Count Ivan A. Kuskov |
On March 15 1812, Ivan A. Kuskov aboard the brig Chirikov sailed into a bay he had named Rumiantsev, after the Russian Minister of Commerce, and is now known as Bodega Bay in California. Kuskov brought with him 20 Russians and 80 Aleutian natives from Alaska. They journeyed some 24 kilometres north to set up a settlement that was named Fort Ross after the Russian word rus or ros.
The settlement extended the reach of Russia into the North American continent continuing an expansion that had begun in 1741 with the settlement of Alaska. Fort Ross was one of a number of posts that represented the southernmost reach of this expansion. Fort Ross was supposed to provide food for the Alaskan colonists and also a new area for otter hunting.

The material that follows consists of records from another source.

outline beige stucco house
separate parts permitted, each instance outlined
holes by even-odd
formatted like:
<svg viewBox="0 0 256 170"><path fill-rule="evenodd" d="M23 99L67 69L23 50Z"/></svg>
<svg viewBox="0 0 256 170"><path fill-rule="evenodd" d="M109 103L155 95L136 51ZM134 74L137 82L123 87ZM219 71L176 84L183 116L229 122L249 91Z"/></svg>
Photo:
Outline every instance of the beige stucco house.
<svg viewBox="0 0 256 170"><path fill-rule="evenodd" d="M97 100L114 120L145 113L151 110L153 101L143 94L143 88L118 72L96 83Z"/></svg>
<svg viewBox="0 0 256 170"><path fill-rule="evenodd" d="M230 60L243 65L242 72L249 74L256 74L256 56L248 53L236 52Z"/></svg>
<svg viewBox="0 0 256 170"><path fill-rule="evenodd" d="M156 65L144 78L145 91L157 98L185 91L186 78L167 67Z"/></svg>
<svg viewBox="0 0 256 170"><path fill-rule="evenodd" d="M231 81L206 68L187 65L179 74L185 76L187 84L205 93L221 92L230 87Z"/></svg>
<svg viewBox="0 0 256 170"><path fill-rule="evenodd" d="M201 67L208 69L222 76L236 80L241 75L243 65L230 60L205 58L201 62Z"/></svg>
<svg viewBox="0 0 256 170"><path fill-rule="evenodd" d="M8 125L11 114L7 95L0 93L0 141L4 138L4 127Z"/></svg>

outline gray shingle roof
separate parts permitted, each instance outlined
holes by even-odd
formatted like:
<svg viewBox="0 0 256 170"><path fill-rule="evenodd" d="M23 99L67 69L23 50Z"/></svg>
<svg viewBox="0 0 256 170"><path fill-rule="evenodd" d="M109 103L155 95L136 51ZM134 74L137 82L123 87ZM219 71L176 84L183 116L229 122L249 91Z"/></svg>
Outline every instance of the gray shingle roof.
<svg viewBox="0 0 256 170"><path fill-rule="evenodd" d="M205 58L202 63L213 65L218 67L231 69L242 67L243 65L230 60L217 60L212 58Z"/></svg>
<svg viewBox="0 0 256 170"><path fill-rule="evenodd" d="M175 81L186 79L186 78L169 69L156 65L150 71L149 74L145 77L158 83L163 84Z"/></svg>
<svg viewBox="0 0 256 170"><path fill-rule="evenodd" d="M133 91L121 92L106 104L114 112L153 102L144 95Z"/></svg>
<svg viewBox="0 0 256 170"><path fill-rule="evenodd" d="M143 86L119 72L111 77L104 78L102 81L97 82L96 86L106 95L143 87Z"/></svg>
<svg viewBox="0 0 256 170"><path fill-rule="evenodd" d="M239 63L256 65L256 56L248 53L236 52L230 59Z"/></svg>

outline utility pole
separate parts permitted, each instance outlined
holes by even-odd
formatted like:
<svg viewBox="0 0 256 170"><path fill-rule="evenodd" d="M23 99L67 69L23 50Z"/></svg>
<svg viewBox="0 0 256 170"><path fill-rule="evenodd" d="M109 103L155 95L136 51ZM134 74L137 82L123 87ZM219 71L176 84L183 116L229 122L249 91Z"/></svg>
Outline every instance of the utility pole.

The settlement was not a success. The sea otters were hunted near extinction. Farming proved difficult. There were tensions between the Russian settlers and American and Spanish settlers. Finally, in 1841 the fort was sold to John Sutter, a German-Swiss immigrant. Sutter bought Fort Ross with an unsecured note for the sum of $30,000, which according to some was never paid. Sutter took supplies from Fort Ross to his own colony in the Sacramento Valley. It was in this other settlement, seven years later, that on the morning of January 24, 1848, a carpenter named James Marshall, building a sawmill on the American River for Sutter, examined the channel below the mill and noticed some shiny flecks that turned out to be gold. Sutter tried to keep the discovery quiet but the word got out and the California Gold Rush had begun. Sutter's employees left him and, what had been a thriving settlement, deteriorated so that when John Sutter died in 1880 he was bankrupt.